The Best Pumpkin Bread

I saw this recipe on Pinterest and knew I just had to give it a go - does it live up to it's name as the Best Pumpkin Bread Recipe Ever - it sure does, it is deliciously good, almost like a gingerbread but not quite.

The recipe is from Recipe Girl a favorite of mine as she does have some wonderful baking recipes, I'm always pinning.

The Best Ever Pumpkin Bread

4 large eggs
*1 & 1/2 - 2 cups granulated white sugar (the recipe calls for 3 cups of sugar arghhh see note below)
1 cup canola or vegetable oil (or 1/2 cup oil & 1/2 cup unsweetened applesauce)
3 cups all-purpose flour
2 teaspoons baking soda
1/2 teaspoon baking powder
2 teaspoons ground cinnamon
1 teaspoon nutmeg
1 teaspoon ground cloves
1 teaspoon allspice
1 teaspoon salt
2 cups pure (unsweetened) pumpkin puree
2/3 cup water

*The recipe calls for 3 cups of sugar which I find to be an incredible amount of sugar, the first time I made this, I only used 2 cups and the last time I made it, I only used 1&1/2 cups of sugar and I find that is more than enough for this recipe without losing any taste or sweetness.

1. Preheat oven to 350 degrees F. Grease and flour two 9x5-inch loaf pans. You can use 8x5 pans too, but they'll rise quite high while baking.
2. In large bowl, or your stand mixer whisk together eggs, sugar and oil.
3. In a separate bowl, combine the dry ingredients together (flour through salt)
4. Add dry ingredient mixture into the wet mixture to combine.
5. Add pumpkin and water and stir until combined.
4. Divide the batter between the prepared pans. Bake for 1 hour and 15 minutes, or until toothpick inserted in the center comes out clean.

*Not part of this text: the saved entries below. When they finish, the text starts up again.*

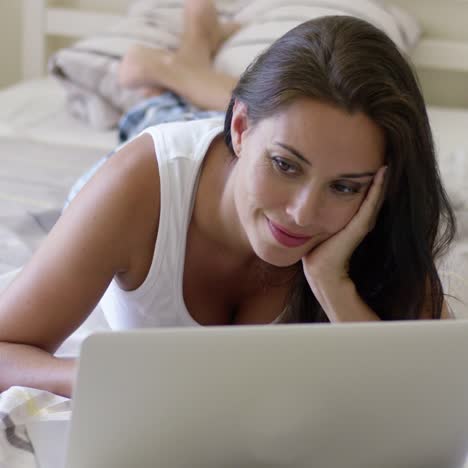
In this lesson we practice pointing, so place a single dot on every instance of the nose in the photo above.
(305, 206)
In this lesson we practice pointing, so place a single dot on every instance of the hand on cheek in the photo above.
(329, 261)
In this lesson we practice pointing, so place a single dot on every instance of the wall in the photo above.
(10, 42)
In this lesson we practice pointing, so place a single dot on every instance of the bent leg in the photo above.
(187, 72)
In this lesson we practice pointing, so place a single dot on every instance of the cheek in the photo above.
(340, 213)
(260, 186)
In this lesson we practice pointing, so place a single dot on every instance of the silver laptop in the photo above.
(369, 395)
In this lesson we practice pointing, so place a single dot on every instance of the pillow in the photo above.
(266, 20)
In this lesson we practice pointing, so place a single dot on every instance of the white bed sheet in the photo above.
(35, 111)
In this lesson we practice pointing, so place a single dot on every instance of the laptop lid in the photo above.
(347, 395)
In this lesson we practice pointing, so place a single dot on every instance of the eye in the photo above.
(344, 189)
(284, 166)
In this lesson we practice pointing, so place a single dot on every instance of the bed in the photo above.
(43, 149)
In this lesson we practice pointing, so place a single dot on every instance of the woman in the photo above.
(318, 200)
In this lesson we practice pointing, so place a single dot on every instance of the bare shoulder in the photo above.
(93, 241)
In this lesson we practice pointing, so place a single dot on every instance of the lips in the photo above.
(286, 238)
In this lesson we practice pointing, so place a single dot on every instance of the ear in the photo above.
(239, 125)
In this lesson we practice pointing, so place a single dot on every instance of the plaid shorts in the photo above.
(167, 107)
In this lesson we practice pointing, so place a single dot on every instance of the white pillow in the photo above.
(266, 20)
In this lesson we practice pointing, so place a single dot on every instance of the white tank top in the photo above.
(180, 149)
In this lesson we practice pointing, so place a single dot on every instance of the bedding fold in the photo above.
(88, 69)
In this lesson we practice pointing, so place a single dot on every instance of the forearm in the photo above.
(342, 303)
(204, 88)
(29, 366)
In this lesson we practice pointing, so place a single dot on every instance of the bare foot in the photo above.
(139, 67)
(203, 32)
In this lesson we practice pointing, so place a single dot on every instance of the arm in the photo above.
(97, 237)
(326, 266)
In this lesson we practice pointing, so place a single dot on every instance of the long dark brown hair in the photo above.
(349, 63)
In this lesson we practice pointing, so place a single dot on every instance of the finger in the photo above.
(366, 217)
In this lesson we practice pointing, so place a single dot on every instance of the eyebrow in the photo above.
(296, 153)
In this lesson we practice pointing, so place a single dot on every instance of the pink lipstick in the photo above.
(286, 238)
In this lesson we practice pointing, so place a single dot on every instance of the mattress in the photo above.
(43, 150)
(35, 111)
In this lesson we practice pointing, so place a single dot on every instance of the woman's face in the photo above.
(301, 175)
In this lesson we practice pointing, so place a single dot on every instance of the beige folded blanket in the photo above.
(88, 69)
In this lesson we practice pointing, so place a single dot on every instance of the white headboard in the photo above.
(444, 46)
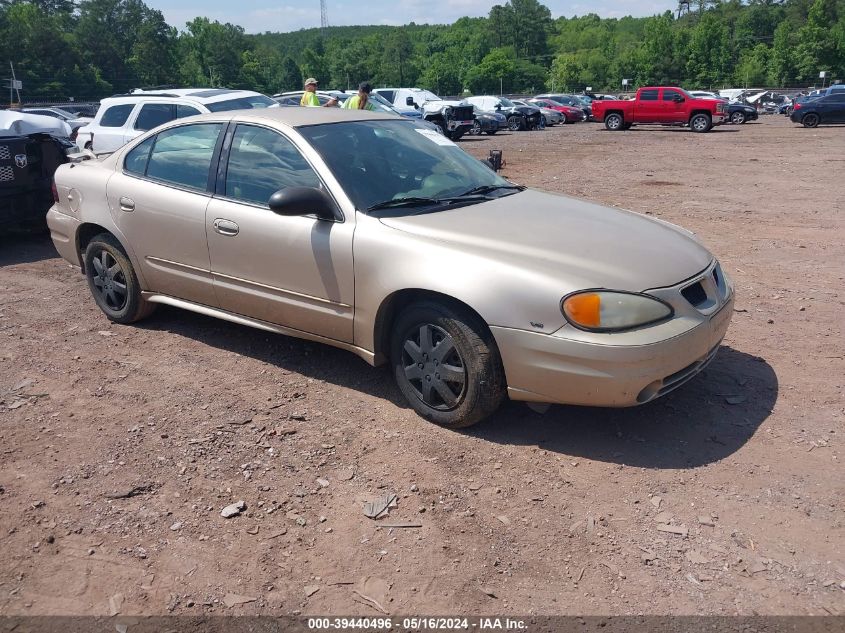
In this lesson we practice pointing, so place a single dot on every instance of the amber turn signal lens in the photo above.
(584, 309)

Recipe yields two loaves, and doesn't take long to devour. I put one of ours in the freezer and ended up taking it the next day as the first loaf was devoured in days.

You may also use 8 mini loaf pans- bake 45 minutes to an hour.
This bread freezes well. When cooled, cover with plastic wrap, then foil & freeze until ready to eat. It should keep well in the freezer for several weeks.

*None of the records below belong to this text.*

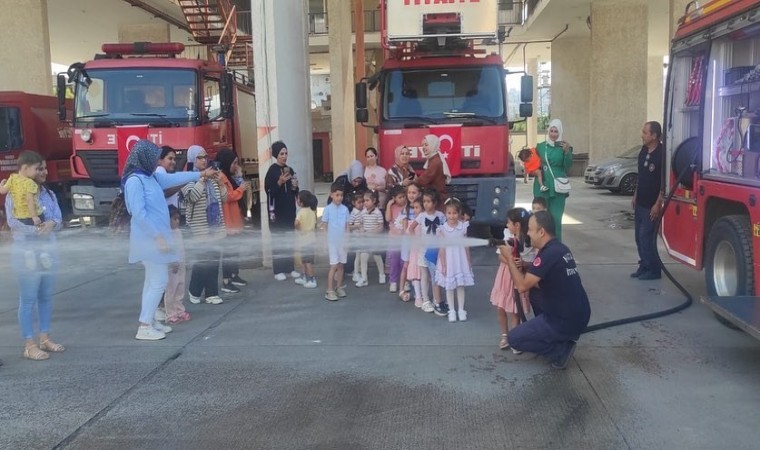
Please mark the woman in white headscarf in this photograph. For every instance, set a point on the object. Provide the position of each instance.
(436, 173)
(557, 154)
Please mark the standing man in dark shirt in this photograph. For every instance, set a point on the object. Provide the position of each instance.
(566, 310)
(647, 201)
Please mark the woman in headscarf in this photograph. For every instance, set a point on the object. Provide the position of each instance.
(233, 219)
(436, 173)
(557, 154)
(204, 200)
(401, 174)
(150, 238)
(282, 192)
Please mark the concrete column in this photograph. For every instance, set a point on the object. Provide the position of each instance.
(281, 74)
(26, 51)
(342, 84)
(571, 81)
(619, 74)
(677, 8)
(531, 125)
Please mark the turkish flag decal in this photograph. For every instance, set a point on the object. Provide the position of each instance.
(451, 145)
(126, 137)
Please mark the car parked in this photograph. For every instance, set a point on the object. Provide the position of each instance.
(619, 174)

Source: Slightly adapted from

Eggs, oil and sugar beaten together.

All the dry ingredients ready to be combined - all the spices together, smell truly wonderful.

My helper Ruby after combining all the dry ingredients together for me she careful added the dry mixture to the wet mixture.

Mixture after the pumpkin and water has been added. All ready to divided between the loaf tins

Ready to cook, mixture smells and tasted delicious - as tasted by Ruby, when I caught her sneaking off to lick the bowl clean.

Serve with a nice cup of tea and enjoy.

I have to say this bread is scrumptious, it is lovely and moist and the flavours so nice, you wouldn't even know it was pumpkin, as it is so close to tasting almost like a gingerbread bread.